De Twijfelaar

Gepubliceerd op 24 mei 2024 om 17:00

Het is zo’n bed waarvan je denkt, in je eentje verdrink je erin en met z’n tweeën past eigenlijk net niet. Het is zo’n bed waarvan je denkt; handig is hij eigenlijk nooit.

Over die twijfelaar gaat dit artikel niet.

 

Nee, dit artikel gaat over u en over mij. Over eenieder die wel eens twijfelt. En wie kan dan zeggen: ‘Dit gaat niet over mij?’

 

Want wie twijfelt er nooit aan de keuzes die hij/zij moet maken? Het begint al vroeg in de ochtend als de wekker afgaat. Klik je op ‘snoozen’ of sta je op?

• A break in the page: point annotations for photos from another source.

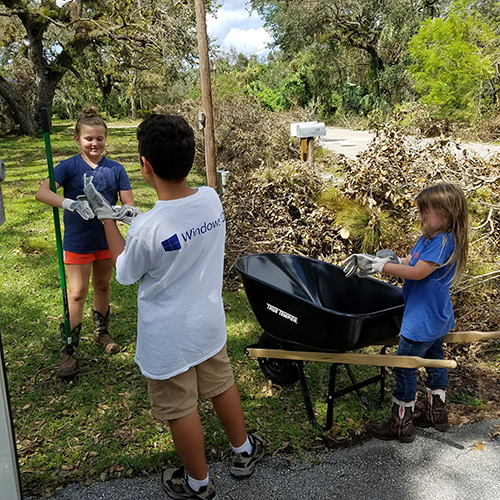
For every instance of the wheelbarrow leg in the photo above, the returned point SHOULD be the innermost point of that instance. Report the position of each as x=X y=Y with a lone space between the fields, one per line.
x=354 y=383
x=383 y=373
x=331 y=397
x=306 y=396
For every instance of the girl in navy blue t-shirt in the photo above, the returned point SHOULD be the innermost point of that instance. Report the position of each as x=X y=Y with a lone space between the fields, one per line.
x=85 y=247
x=436 y=262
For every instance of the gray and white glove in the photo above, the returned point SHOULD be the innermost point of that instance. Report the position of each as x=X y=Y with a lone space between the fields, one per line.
x=81 y=207
x=126 y=213
x=367 y=264
x=393 y=258
x=102 y=209
x=99 y=205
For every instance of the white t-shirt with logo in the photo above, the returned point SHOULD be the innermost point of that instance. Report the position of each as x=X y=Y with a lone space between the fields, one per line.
x=176 y=252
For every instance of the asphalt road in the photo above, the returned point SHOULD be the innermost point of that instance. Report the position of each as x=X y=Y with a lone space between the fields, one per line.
x=461 y=464
x=352 y=142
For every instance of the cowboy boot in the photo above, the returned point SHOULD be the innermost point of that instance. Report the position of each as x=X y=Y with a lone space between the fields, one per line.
x=400 y=425
x=434 y=413
x=67 y=364
x=101 y=334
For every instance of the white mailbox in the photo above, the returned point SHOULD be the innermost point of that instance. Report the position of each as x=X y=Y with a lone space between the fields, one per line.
x=304 y=130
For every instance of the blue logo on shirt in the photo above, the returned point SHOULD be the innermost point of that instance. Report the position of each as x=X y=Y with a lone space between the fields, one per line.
x=171 y=244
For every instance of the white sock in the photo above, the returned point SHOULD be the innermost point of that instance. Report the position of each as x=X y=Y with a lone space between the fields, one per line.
x=196 y=485
x=245 y=447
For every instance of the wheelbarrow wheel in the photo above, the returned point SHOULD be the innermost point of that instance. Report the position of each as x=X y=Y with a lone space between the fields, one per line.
x=280 y=371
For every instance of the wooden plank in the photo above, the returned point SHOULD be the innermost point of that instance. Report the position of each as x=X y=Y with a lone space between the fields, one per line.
x=353 y=359
x=456 y=338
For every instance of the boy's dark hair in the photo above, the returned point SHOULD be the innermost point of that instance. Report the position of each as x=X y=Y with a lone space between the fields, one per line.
x=167 y=142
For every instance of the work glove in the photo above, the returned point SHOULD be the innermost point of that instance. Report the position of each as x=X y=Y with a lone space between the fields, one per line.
x=126 y=213
x=81 y=207
x=393 y=258
x=102 y=209
x=367 y=264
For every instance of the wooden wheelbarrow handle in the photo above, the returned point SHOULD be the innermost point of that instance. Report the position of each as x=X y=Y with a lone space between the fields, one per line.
x=353 y=359
x=457 y=337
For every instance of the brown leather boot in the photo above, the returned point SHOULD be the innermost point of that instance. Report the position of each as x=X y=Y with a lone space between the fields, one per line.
x=101 y=334
x=67 y=364
x=434 y=413
x=399 y=427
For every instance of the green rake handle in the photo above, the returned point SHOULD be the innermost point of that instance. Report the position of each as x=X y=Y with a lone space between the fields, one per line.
x=57 y=226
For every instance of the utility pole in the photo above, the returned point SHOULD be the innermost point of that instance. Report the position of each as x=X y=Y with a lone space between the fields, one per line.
x=206 y=94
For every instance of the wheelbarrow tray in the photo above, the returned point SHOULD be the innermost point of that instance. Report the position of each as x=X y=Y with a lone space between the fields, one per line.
x=313 y=306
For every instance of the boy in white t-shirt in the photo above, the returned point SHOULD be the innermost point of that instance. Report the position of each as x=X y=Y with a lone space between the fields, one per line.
x=176 y=252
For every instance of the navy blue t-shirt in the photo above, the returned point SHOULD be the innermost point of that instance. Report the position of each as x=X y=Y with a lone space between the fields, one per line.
x=109 y=177
x=428 y=313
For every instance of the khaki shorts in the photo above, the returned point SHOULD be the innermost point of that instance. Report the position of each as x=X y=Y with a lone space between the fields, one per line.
x=178 y=396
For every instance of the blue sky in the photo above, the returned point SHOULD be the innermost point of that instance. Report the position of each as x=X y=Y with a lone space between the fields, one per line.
x=234 y=26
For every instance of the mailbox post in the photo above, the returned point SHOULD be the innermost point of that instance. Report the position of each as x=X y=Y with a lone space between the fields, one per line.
x=306 y=132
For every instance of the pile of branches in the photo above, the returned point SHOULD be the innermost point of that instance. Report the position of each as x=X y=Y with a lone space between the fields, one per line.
x=274 y=210
x=395 y=168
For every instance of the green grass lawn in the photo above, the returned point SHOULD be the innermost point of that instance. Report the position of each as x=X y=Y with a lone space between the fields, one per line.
x=99 y=426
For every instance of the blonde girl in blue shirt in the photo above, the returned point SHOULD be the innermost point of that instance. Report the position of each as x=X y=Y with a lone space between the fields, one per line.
x=435 y=263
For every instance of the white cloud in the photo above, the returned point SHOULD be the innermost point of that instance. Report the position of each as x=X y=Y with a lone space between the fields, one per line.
x=234 y=26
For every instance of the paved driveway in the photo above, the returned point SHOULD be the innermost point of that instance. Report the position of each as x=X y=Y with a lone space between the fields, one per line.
x=461 y=464
x=352 y=142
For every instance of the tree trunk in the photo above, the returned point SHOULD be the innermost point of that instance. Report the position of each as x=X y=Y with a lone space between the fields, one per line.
x=18 y=107
x=46 y=84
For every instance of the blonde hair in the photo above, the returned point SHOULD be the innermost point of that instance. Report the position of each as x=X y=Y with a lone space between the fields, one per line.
x=91 y=118
x=449 y=202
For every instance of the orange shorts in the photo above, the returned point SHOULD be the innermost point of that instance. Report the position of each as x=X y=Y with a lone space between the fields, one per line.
x=85 y=258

En dan… wat neem je op de boterham? Zoet of hartig?

Daarna wacht het werk; ga je op de fiets of stap je in de auto? Elke keer dat je voor een keuze komt te staan slaat de twijfel toe. Je wikt en je weegt en je maakt de keuze.

 

Zijn de dilemma’s lastiger dan dit, dan maken wij een lijstje met plussen en minnen. Die strepen wij tegen elkaar weg of geven wij per punt een zwaarte en tellen wij bij elkaar op. De uitslag daarvan volgen wij, maar dan slaat toch de twijfel weer toe: ‘Heb ik de juiste keuze gemaakt?’

 

Wie veel twijfelt en niet tot een keuze kan komen, krijgt last van andere kwalen. Bij die persoon slaat de voortdurende twijfel om in stress. De twijfel leidt uiteindelijk tot hartkloppingen, slaapproblemen, een hoge bloeddruk en vele andere kwalen.

 

Toch eens een vraag; waarom twijfelen wij eigenlijk? Waar komt de twijfel vandaan?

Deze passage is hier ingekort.